Dutch-Paris helped all sorts of people to escape from the Germans during the war. Some of them were much more obvious candidates for evasion than others. The trained military personnel who had bailed out of Allied aircraft had, one presumes, the field skills, discipline and health for the task. The young Dutch Engelandvaarders also had youth on their side, along with an innate understanding of the European situation. The older resisters who were called to London might not have had youth, but they had already proven their moral courage and resilience. Generally speaking, however, the Jewish families who fled with their elderly relatives and young children had nothing particular in their favor but desperation. Obviously some of them were young resisters in their own right, but as a group, the Jewish fugitives had neither chosen nor been trained for the arduous task of fleeing across Occupied Europe.

Here’s a story that illustrates how Jews and other fugitives had to rely on the kindness of many strangers. It comes from a young Dutch woman who fled with her middle-class parents during the mass deportations of Jews from the Netherlands. Unfortunately she doesn’t explain how the trio got over the Dutch border, through Belgium or into France, but picks up her tale at the demarcation line dividing northern, Occupied France from the southern Vichy zone. The three of them apparently walked across the demarcation line (she doesn’t say how) but were arrested in a train in October 1942 by the Vichy French police for not having the correct travel permits.

They were incarcerated in the prison in Annecy, a notoriously damp place in the middle of a mountain river. A French police captain, however, let them go at dawn with the advice to visit the archbishop. His Eminence received them, assured them of his good will, and gave them the name of a French family willing to help. The family welcomed them and told them about a local Dutch businessman called John Weidner who was known to help people get to Switzerland.

The fugitives went to introduce themselves to their fellow Dutchman that same day. Remarkably, considering that they had been imprisoned there, the family stayed in Annecy for the next three months. The father helped out at Weidner’s textile shop, which noticeably improved his spirits. And the daughter helped Weidner’s organization by meeting escapees at the train station and showing them to the addresses where they would be welcomed until they could continue on to Switzerland.

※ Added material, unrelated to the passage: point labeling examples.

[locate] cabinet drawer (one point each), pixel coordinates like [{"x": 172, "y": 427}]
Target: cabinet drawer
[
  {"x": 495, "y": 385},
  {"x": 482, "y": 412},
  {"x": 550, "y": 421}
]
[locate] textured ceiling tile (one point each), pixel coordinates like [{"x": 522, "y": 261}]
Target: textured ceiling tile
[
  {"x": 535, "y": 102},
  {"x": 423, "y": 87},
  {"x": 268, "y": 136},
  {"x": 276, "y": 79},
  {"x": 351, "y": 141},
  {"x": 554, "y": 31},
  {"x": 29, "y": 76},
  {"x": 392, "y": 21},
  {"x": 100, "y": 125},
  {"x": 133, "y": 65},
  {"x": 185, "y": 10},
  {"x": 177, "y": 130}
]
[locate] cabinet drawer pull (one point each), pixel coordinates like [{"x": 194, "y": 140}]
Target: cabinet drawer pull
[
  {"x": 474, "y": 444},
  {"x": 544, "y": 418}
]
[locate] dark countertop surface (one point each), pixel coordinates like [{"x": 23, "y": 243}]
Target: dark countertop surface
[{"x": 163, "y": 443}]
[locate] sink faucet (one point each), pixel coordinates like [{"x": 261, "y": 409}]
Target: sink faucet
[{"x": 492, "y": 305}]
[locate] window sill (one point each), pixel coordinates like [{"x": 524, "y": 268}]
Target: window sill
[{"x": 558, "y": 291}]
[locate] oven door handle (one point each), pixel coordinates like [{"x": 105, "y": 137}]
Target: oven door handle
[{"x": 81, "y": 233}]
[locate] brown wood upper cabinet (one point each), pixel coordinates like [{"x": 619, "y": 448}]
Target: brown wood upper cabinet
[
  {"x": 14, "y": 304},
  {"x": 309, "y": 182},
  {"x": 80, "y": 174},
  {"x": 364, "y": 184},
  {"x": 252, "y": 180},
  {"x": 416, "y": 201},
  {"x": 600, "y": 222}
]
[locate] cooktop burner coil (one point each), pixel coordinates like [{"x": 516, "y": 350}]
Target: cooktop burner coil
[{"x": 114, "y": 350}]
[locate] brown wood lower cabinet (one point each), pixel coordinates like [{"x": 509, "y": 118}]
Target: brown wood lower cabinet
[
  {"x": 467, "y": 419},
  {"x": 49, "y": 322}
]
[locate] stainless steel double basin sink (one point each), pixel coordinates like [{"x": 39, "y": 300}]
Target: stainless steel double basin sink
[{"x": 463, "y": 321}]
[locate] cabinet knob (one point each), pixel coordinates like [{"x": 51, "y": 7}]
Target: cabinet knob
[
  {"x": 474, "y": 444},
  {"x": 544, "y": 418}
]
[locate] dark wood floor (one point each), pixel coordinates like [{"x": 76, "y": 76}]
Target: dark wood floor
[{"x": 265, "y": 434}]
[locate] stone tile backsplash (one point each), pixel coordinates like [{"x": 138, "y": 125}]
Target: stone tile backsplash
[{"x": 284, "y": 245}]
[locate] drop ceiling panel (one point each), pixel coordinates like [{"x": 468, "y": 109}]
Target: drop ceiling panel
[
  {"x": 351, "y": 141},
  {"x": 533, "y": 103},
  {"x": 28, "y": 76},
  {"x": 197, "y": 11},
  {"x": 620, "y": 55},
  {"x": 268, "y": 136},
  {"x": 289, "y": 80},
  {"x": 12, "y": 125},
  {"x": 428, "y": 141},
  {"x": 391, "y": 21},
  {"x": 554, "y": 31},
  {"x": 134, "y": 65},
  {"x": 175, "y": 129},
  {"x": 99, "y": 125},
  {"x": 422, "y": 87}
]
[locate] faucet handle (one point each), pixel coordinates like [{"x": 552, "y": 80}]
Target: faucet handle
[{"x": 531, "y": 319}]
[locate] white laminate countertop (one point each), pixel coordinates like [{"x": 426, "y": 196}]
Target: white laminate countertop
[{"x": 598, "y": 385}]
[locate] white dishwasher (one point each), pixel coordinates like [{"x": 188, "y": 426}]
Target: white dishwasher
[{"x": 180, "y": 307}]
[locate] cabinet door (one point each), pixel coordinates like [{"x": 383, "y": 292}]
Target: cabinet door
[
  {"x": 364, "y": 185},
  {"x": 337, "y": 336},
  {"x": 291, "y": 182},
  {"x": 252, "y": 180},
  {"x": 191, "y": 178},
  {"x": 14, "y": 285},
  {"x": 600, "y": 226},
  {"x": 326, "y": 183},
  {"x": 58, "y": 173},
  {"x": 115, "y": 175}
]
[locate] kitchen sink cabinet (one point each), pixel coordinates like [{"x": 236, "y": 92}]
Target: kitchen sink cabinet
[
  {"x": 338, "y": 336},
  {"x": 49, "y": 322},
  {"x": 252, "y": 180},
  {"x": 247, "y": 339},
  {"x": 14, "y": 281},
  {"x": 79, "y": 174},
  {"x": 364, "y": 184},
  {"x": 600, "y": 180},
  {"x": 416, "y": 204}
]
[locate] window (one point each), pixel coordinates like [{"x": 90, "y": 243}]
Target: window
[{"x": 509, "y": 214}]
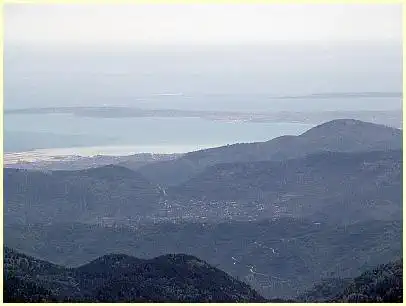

Finally in February 1943, the Gestapo got wind of the family’s fugitive status and they had to leave Annecy. Weidner took them to the border near Collonges, where they waded across the river Arve that separates France from Switzerland not far from Geneva. They spent the rest of the war in Switzerland.

This particular family had a run of good luck on a single day in October 1942 when they benefitted from the kindness of the French police captain, the archbishop, the French family and the Dutch businessman. It’s unlikely that they would have gotten that far if other strangers hadn’t shown them similar kindnesses along the way through Belgium and France.